Size bias—how large is the problem?

Author

Centre for Research into Ecological and Environmental Modelling
University of St Andrews

Published

October 16, 2024

Supplement

Correcting size bias via size as a covariate. When does it matter?

Size bias in distance sampling surveys

As shown in the lecture, if detectability is a function not only of distance, but also size (big groups are easier to see than small groups), then groups in the sample are likely to be larger than groups in the entire population. Consequently, when the density of groups is scaled up to the density of individuals \[\hat{D}_{indiv} = \hat{D}_{groups} \times \overline{size}_{group}\]

\(\hat{D}_{indiv}\) is overestimated.

A resolution to this problem is to explicitly model the probability of detection as a function of group size using size as a covariate in the detection function. I will demonstrate two applications: one where group size variability is small and one where group size variability is large. I will use simulation (where the answer is known) to demonstrate.

The necessary syntax to include covariates, group size in this instance, in the detection function is:

a.covariate <- ds(my.data, transect="line", key="hn", formula=~size)

Example 1: Perhaps a terrestrial ungulate

Here animals occur in small herds. The distribution of herd size is Poisson with a mean herd size of 10.

Figure 1: Group size distribution for animals in small groups

You can see it is very rare for herds to exceed a size of twice the mean.

I’ll create a population with this distribution of herd size, with a true number of herds of 200; hence true number of individuals in the population is 2000.

Do we have the tell-tale sign of size bias–missing small groups at large distances?

Perhaps small groups at large distances are missed; include group size in the detection function.

Analysis including group size covariate

The distribution of computed average group size centred on the true size of 10 and there was no problem with fitting a detection function. The average over the simulations estimated number of individuals was 2003.05, a bias of 0.2%.

Analysis without group size covariate

As a comparison, what happens if we don’t include size as a covariate in our detection function?

The distribution of computed average groups sizes is shown above. We would expect an overestimate of mean group size because small groups at large distances are missing from our sample; but that effect is small in this instance. As a consequence, the average \(\hat{N}_{indiv}\) across all simulations is 2002.71, a bias of 0.1%.
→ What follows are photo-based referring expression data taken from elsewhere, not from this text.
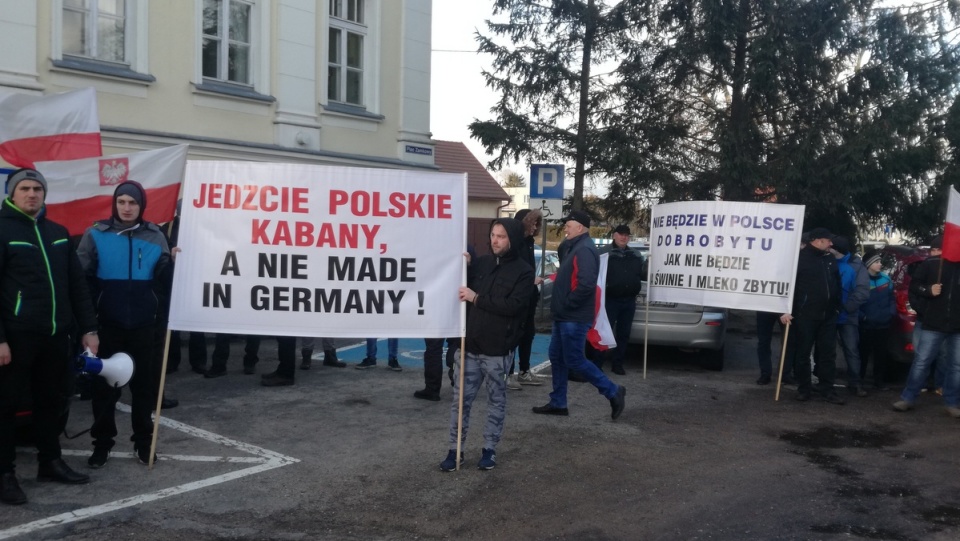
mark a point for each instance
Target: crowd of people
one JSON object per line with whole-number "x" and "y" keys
{"x": 110, "y": 293}
{"x": 843, "y": 299}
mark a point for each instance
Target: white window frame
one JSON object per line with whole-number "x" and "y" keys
{"x": 136, "y": 36}
{"x": 259, "y": 48}
{"x": 369, "y": 29}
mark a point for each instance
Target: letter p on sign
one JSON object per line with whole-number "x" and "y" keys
{"x": 546, "y": 181}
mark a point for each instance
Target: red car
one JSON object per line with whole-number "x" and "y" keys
{"x": 899, "y": 262}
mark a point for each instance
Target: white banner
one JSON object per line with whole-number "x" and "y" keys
{"x": 725, "y": 253}
{"x": 306, "y": 250}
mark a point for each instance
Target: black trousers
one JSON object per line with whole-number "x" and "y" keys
{"x": 39, "y": 368}
{"x": 287, "y": 353}
{"x": 196, "y": 350}
{"x": 139, "y": 344}
{"x": 821, "y": 334}
{"x": 433, "y": 361}
{"x": 221, "y": 351}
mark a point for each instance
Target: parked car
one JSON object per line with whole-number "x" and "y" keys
{"x": 899, "y": 262}
{"x": 548, "y": 261}
{"x": 685, "y": 326}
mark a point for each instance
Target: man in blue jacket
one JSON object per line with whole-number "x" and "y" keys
{"x": 127, "y": 262}
{"x": 42, "y": 291}
{"x": 854, "y": 291}
{"x": 573, "y": 305}
{"x": 816, "y": 302}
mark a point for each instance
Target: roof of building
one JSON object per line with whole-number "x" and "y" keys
{"x": 455, "y": 157}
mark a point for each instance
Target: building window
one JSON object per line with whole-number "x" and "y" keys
{"x": 227, "y": 39}
{"x": 95, "y": 29}
{"x": 345, "y": 56}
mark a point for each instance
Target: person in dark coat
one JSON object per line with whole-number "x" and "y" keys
{"x": 42, "y": 293}
{"x": 816, "y": 304}
{"x": 498, "y": 296}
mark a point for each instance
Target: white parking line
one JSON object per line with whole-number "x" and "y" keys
{"x": 264, "y": 459}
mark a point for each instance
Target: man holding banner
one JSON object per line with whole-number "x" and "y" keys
{"x": 126, "y": 260}
{"x": 573, "y": 306}
{"x": 816, "y": 304}
{"x": 498, "y": 292}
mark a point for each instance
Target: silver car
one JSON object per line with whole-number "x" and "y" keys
{"x": 685, "y": 326}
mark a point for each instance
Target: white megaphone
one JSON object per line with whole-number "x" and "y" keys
{"x": 117, "y": 370}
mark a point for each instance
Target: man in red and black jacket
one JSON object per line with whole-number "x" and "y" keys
{"x": 573, "y": 305}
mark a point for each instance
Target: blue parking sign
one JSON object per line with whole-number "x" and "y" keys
{"x": 546, "y": 181}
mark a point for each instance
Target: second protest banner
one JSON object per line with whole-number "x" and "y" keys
{"x": 723, "y": 253}
{"x": 306, "y": 250}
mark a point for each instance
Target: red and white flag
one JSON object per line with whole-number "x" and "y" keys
{"x": 45, "y": 128}
{"x": 81, "y": 191}
{"x": 951, "y": 230}
{"x": 600, "y": 335}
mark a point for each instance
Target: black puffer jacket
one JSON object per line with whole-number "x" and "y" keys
{"x": 624, "y": 272}
{"x": 817, "y": 288}
{"x": 495, "y": 321}
{"x": 940, "y": 313}
{"x": 42, "y": 287}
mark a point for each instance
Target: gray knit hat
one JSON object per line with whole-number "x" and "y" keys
{"x": 20, "y": 175}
Example 2: Possible dolphin pods or seabird rafts

I use a different distribution to mimic the group size distribution. A log normal distribution (you heard about it during the precision lecture) is like a normal distribution that has had its right tail pulled out. In all other respects the survey is the same (same design, etc.)
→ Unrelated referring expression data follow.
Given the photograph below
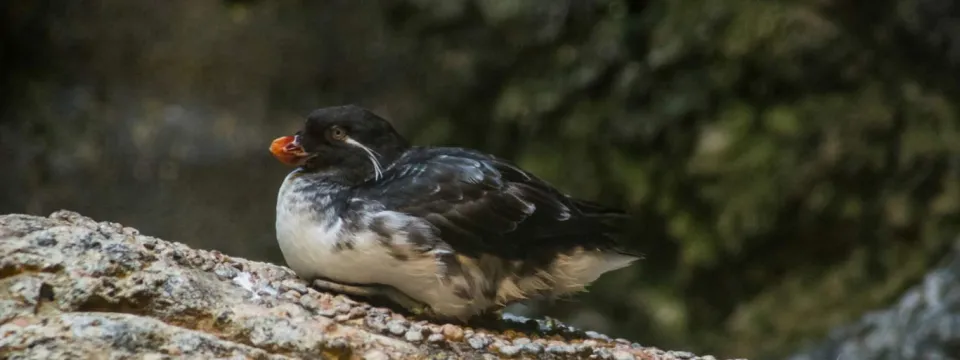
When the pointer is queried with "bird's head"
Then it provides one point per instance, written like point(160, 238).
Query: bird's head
point(348, 142)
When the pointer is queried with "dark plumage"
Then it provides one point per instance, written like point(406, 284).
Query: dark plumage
point(449, 230)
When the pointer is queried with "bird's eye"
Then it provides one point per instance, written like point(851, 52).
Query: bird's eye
point(337, 133)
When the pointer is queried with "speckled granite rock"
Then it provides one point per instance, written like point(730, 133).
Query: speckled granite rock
point(73, 288)
point(923, 324)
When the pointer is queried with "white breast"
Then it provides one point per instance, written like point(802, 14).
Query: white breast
point(314, 244)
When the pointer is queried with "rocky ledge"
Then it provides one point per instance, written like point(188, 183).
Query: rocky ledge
point(74, 288)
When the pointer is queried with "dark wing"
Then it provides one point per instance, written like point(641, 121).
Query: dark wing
point(482, 204)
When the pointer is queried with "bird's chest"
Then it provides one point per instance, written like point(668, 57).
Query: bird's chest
point(319, 243)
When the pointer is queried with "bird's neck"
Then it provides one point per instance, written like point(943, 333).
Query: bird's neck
point(325, 181)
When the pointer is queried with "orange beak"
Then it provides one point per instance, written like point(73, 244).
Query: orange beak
point(288, 150)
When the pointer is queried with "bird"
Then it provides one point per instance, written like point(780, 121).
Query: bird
point(446, 232)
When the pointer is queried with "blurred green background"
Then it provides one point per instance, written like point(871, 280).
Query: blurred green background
point(790, 164)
The median of this distribution is 12 (not far from 10 in the previous example), but because of the right tail, the mean is 22.5. This changes the true number of individuals in the population (for the same 200 groups) to 4493.

How about “missingness” of small groups at large distances?

Analysis with covariate

When including size as a covariate, estimates of average group size are not affected (figure above). Likewise, mean \(\hat{N}_{indiv}\) is effectively unbiased: 4440.5, a bias of -1.2%. .

Analysis without the covariate

Now mean \(\hat{N}_{indiv}\) is considerably biased: 5357.69, a bias of 19.3%.

Take home message

When variability in group size is small for your study animal, size bias is unlikely to cause a problem, because even missing small groups at large distances does not cause the average size in the detected sample to be too different from the average size in the population. However, when group size variation is large, the average size in the sample can be considerably larger than the average group size in the population, inducing positive bias in the estimated number of individuals in the population. Under those situations, include group size as a covariate in the detection function modelling.